The other answered, “That looks like a little … paraphernalia!”
The fat cop held up a little bag full of a green substance in one hand, and then a small dark-colored glass pipe in the other. The one holding me whispered in my ear: “Do you know the word busted, kid?”
I nodded.
“Hey! Lookee, Chuck, he understands English. Thought you were one those of NoHablaEnglisssh motherfuckers. I really hate that. You live in this country and you don’t know the fuckin’ language?”
The fat cop stood in front of me, dangling the drugs like a toy on a string. A small crowd had formed, on the other side of the turnstile, watching the show. I sighed and wanted to put some sort of mask on my face. “You’ll have to excuse my verbose and longwinded partner,” said the cop. “He’s a life-long bachelor.”
The guy holding me got a little angry at that and shoved me towards the doors. “Come on, kiddo, it’s time for you to take a ride.”
Outside, it had started to rain. Black raindrops in a black night, for my black mood. They led me through thankfully deserted streets to a van. Three other hoodie kids from the ghetto sat, handcuffed, like zombies in the back. The cops put me towards the front, a sort of “special” case. They said they liked “talking” to me.
I had the image of two lonely grand-aunts, talking and talking and talking just cause someone other than the two of them were there.

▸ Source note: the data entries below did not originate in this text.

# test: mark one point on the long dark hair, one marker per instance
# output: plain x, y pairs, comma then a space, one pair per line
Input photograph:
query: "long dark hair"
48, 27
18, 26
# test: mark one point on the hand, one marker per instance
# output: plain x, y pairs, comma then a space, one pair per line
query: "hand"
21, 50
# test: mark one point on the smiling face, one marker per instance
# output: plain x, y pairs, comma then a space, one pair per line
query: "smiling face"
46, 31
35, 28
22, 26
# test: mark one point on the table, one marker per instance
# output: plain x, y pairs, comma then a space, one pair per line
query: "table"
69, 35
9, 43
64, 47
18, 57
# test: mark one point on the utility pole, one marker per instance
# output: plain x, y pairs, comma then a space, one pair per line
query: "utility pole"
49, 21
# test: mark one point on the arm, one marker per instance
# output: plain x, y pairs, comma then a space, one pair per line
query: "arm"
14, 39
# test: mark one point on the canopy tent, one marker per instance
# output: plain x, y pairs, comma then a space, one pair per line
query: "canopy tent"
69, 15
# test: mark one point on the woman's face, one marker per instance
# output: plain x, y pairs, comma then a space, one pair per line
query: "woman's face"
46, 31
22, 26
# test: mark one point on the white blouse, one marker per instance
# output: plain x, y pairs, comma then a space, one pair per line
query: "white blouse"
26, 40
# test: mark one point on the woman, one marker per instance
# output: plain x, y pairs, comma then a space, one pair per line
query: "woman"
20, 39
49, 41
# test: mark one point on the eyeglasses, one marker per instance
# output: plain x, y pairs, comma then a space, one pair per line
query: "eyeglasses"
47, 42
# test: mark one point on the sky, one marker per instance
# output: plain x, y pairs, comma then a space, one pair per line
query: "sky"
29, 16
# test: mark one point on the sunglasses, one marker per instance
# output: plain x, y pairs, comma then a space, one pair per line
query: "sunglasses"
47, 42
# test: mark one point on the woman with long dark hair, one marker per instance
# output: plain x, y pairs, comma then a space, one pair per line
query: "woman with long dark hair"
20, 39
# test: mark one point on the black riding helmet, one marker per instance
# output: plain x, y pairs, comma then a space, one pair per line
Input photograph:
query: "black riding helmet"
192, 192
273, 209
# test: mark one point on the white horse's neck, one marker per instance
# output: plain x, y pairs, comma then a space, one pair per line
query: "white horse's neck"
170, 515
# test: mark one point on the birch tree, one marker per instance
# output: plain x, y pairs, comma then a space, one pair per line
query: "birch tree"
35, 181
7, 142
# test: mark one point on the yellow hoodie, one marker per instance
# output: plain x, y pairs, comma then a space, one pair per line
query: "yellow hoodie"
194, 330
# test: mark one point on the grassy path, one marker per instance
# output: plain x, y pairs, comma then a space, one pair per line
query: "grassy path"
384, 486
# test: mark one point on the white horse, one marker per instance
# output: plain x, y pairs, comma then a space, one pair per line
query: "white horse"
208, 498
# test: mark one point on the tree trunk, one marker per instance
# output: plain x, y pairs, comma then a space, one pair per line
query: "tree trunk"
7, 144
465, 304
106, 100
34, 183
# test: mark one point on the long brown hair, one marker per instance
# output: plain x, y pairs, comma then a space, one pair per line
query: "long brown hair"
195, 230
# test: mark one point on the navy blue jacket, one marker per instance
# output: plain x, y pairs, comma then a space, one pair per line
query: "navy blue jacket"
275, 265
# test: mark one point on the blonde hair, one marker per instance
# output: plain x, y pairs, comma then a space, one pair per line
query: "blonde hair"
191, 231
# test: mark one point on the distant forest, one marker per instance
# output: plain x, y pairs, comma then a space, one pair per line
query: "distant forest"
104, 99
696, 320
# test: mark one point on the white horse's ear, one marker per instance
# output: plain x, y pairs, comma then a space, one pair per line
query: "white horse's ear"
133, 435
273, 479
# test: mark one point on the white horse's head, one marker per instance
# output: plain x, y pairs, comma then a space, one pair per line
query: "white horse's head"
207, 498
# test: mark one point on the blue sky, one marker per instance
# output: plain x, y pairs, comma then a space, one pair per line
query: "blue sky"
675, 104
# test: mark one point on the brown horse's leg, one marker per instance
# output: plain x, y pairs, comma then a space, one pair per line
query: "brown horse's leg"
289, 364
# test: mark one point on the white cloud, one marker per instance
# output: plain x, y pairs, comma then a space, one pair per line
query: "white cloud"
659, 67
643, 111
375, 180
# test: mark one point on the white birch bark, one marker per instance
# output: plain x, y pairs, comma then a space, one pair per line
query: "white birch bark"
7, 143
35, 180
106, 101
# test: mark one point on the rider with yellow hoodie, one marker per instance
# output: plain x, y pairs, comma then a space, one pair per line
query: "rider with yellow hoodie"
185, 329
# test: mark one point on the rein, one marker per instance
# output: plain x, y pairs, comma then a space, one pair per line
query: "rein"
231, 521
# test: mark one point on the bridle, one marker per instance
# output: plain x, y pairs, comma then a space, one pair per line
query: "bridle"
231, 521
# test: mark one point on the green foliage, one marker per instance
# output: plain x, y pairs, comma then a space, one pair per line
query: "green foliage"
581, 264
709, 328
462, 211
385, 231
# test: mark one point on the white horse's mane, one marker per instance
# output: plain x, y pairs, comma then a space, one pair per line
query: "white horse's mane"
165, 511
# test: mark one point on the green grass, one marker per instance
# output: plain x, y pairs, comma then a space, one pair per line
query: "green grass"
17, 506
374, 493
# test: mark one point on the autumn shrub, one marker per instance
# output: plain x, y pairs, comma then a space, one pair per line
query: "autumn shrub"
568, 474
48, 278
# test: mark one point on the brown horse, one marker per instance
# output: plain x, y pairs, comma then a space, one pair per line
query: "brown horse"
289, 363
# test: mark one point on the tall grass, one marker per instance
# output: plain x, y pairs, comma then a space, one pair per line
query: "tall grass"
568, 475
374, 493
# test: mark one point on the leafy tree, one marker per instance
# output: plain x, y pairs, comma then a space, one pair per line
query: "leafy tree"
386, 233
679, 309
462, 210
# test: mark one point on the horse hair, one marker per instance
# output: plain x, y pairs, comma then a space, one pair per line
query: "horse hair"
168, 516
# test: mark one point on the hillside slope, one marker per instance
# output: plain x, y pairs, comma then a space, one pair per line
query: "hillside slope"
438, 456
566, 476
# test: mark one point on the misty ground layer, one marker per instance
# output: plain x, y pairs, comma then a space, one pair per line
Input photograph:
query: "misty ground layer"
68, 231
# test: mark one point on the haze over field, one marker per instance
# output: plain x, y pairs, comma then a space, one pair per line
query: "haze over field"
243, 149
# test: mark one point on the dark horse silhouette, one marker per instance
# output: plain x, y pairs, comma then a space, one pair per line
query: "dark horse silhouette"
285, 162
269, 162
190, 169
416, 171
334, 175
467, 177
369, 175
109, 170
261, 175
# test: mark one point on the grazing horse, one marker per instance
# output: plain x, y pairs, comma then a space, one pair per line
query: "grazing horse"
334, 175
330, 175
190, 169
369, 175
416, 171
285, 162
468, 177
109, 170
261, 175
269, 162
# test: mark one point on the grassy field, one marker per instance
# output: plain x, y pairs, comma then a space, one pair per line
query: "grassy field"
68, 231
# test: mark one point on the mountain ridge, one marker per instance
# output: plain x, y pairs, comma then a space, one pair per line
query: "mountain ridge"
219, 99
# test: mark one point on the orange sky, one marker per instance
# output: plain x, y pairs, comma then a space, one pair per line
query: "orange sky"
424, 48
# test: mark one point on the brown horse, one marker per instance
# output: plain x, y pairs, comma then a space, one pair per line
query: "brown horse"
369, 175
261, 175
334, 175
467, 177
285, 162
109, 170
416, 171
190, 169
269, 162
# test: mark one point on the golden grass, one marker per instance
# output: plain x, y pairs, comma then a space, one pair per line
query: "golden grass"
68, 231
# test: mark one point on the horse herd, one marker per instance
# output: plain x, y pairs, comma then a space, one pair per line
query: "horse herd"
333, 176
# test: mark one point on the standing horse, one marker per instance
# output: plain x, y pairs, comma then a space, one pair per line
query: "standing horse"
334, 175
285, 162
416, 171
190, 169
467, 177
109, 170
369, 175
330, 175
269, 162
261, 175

Occasionally, I would glance back and see the kids in the back staring angrily up at the front. Probably, not at me, but something told me I was in danger. Maybe not here, but, later tonight, somewhere. I sighed audibly. What’s left of my broken heart fell to the floor of that fucked-up-mobile, rattling around with all the empty soda cans and pieces of crumpled-up paper.

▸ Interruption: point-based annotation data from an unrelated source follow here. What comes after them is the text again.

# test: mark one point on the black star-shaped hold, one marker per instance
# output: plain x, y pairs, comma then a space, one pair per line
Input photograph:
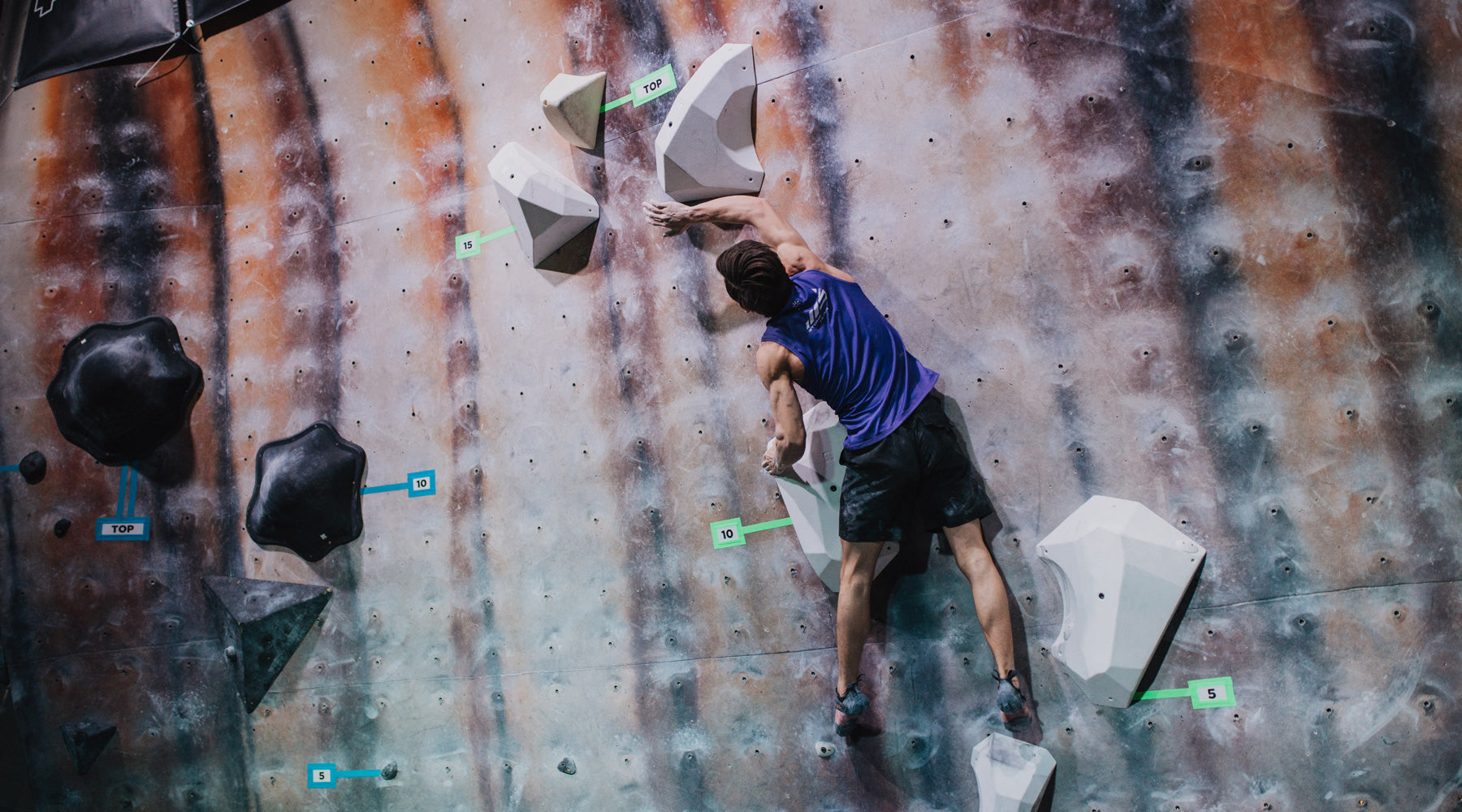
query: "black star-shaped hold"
123, 391
307, 493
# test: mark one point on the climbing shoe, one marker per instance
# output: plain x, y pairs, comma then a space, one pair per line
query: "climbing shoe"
848, 707
1009, 700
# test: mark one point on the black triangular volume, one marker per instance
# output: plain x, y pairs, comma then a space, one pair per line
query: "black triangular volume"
262, 624
85, 741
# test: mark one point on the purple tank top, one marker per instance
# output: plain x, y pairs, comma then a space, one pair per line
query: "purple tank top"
853, 356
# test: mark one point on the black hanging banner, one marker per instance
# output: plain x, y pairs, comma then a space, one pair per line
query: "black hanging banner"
63, 36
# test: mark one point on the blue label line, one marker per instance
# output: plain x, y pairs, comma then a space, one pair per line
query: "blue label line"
132, 491
417, 484
383, 488
122, 488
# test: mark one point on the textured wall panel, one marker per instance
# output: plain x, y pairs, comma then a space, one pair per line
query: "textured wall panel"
1198, 254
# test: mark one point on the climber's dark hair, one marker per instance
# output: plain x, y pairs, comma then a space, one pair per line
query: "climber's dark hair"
755, 276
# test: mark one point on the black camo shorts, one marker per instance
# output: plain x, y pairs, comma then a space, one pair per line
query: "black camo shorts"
920, 475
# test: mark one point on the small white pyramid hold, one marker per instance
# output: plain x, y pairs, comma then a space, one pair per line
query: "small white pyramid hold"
1012, 775
572, 106
1122, 572
705, 149
815, 501
546, 208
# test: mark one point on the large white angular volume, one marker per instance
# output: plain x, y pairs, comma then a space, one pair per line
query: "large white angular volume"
1122, 572
572, 104
1012, 775
546, 208
813, 503
705, 148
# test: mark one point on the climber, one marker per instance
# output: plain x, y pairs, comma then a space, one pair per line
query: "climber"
825, 335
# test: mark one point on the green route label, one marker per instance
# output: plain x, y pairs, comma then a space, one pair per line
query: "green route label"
469, 244
729, 532
650, 87
1217, 693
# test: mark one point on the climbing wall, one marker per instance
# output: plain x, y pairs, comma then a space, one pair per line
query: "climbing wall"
1196, 254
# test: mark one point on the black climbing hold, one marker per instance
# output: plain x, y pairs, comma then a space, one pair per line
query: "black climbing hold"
85, 741
32, 468
263, 623
123, 391
307, 493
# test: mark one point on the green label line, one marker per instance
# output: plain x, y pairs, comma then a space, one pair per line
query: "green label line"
729, 532
650, 87
1217, 693
469, 244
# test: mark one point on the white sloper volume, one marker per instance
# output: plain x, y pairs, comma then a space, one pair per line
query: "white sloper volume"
815, 495
572, 106
1012, 775
705, 148
546, 208
1122, 572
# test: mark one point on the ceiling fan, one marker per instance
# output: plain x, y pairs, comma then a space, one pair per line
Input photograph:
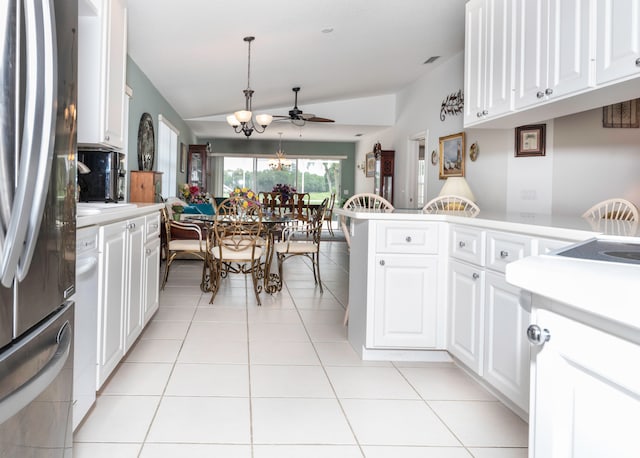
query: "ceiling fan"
297, 116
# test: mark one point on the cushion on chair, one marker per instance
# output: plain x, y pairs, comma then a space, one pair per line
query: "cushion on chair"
243, 255
185, 244
295, 247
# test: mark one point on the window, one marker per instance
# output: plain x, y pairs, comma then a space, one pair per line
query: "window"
320, 177
167, 156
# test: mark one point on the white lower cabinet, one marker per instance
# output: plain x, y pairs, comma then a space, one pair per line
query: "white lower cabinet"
466, 293
586, 392
506, 350
128, 289
405, 303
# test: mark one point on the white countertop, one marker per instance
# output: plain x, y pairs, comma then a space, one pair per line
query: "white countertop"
114, 212
563, 227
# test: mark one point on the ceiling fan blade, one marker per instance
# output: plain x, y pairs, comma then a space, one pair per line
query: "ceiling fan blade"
318, 119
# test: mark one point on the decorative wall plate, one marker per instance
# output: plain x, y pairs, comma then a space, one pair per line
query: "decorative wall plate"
146, 143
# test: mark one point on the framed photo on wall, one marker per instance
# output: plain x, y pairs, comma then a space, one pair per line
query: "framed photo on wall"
370, 164
530, 140
452, 156
183, 157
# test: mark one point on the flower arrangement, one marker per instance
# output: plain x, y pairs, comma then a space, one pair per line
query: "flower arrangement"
192, 194
244, 197
285, 191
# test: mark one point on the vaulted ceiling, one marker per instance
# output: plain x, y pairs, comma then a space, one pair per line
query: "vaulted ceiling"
348, 56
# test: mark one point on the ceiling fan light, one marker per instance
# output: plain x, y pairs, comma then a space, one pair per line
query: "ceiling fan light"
243, 116
264, 119
233, 121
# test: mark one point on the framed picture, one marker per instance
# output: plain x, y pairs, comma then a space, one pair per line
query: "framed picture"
623, 114
183, 157
452, 156
530, 140
370, 164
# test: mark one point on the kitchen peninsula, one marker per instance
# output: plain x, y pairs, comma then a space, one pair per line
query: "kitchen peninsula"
431, 287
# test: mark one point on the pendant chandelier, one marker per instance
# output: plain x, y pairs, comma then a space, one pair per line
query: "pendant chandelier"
242, 120
280, 162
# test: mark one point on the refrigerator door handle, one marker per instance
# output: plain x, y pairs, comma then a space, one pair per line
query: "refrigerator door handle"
37, 141
15, 401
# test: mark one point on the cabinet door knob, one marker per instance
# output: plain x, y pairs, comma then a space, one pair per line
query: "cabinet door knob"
537, 335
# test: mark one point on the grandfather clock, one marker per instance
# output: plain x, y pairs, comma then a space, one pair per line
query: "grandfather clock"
383, 177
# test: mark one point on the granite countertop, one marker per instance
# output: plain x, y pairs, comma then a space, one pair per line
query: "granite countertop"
92, 213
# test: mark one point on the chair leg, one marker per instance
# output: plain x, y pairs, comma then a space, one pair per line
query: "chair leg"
316, 265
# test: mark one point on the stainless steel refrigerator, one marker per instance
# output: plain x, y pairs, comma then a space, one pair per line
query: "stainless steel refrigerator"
38, 69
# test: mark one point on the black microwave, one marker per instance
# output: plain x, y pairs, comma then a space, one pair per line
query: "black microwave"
102, 180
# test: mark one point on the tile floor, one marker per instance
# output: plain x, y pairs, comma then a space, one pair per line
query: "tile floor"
236, 380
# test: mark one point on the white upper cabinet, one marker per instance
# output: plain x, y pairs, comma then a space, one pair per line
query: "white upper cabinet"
488, 59
618, 40
102, 54
552, 49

The cops drove us around for about an hour. They listened to their radio for the first couple minutes, but then turned it off and turned on the chatter. Back and forth they went, like chirping birds, one voice trying to eclipse the other in decibel level. Finally, they pulled in somewhere and turned off the engine.
“Come on, you moops, time for a bathroom break.”
“Yeah, you won’t be able to tell anyone we mistreated your sorry asses.”
We filed out like Holocaust-refugees in the rain, in a warehouse district of the city. Although I was just in handcuffs, the other three were in full shackles and connected, like a chain gang. I pitied them. We walked through an industrial size door into a ghost-image of an office. Cobwebs and shadows and broken glass. Doors with hinges missing, doors on the floor, doors painted red.
One of the cops said to me, “About a year back, some kids like you threw one of those “raves” here at the warehouse. After the “party”, some high kids stormed in here and wrecked the place, been deserted ever since.”
The other one added, “Fuckin’ kids.” They both laughed.
We reached a wide, dark hall. The doors to the Men’s and Women’s bathrooms were nowhere to be found, only the faded box-cutter image of a man and a man with a dress on differentiated the two. The fat cop started talking while the other one slowly released all of us.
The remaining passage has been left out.